Capt John and Third Mate Dave look at the mess they have to clean up!
Doesn't the Multi-Core look pretty in this light? It was actually at or after sunset, and it was grey but the lighting in photos made the sky bluish.
Yesterday I spent time talking to Alexei Pinchuk, a marine biologist who works at University of Alaska-Fairbanks in Seward, about his cool work on zooplankton (don't tune out - go look at the photos from the other day's blog!). He mostly works on krill and on copepods and amphipods, which are medium to large crustaceous (is that a word?) zooplankton.

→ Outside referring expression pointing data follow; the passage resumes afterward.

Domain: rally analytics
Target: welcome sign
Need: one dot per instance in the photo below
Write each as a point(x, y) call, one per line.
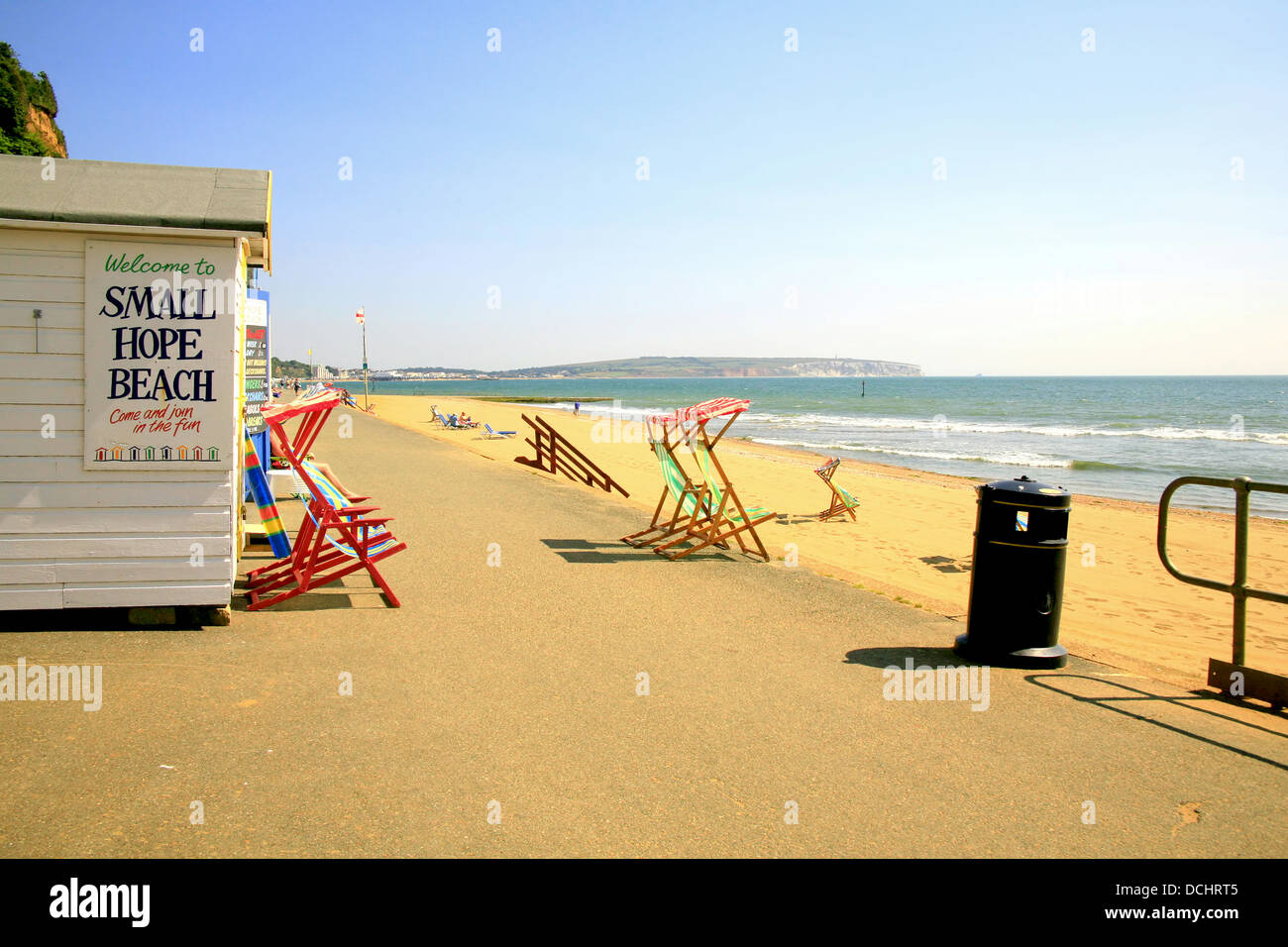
point(160, 339)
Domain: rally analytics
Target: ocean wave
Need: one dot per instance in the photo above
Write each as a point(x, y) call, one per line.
point(1008, 458)
point(945, 425)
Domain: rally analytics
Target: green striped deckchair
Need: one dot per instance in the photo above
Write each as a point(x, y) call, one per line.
point(690, 499)
point(842, 501)
point(728, 517)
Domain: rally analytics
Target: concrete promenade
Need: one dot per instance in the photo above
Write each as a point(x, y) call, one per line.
point(518, 685)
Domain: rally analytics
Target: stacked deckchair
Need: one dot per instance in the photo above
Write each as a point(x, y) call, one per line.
point(338, 534)
point(706, 510)
point(842, 501)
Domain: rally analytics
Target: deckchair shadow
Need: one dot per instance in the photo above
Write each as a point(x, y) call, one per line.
point(338, 535)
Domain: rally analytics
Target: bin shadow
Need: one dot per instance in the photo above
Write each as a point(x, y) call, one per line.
point(1142, 705)
point(898, 657)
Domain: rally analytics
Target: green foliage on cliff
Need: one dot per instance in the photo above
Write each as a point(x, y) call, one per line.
point(21, 91)
point(292, 368)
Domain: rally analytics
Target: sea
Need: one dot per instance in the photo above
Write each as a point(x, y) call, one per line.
point(1116, 437)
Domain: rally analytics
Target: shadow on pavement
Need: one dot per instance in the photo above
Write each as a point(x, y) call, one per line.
point(897, 657)
point(587, 552)
point(1145, 706)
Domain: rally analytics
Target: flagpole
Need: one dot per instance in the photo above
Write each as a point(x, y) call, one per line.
point(362, 321)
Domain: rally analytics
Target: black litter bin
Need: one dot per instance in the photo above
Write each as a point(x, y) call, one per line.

He incubates krill from eggs in... a refrigerator! Ha. I think that's so funny. Normally you think of heat lamps when you think of incubators, but since they live in such cold seawater, the fridge does the trick.
Alexei is orginally from Russia (St. Petersburg) and he works nights so I hadn't had as much chance to talk to him so I really enjoyed seeing his pics from Russia, and talking and seeing him do his thing. He deploys the MOCNESS at night. This is Lorelei, an undergrad, and Alexei getting set up.
Here they are about to put it in the water.
After retrieving it back on board, they spray down the MOCNESS net mesh into the "codends" (at the end of the nets). Here, Alexei is pouring the goodies - zooplankton - into smaller containers.
They caught a jellyfish in the MOCNESS last night! This one was a Sea Nettle (Chrysaora sp.) rather than a Lion's Mane we got earlier on the trip.
These copepods fluoresced blue when you shook the codend! The pic is totally out of focus but you can see the glowing inside the codend.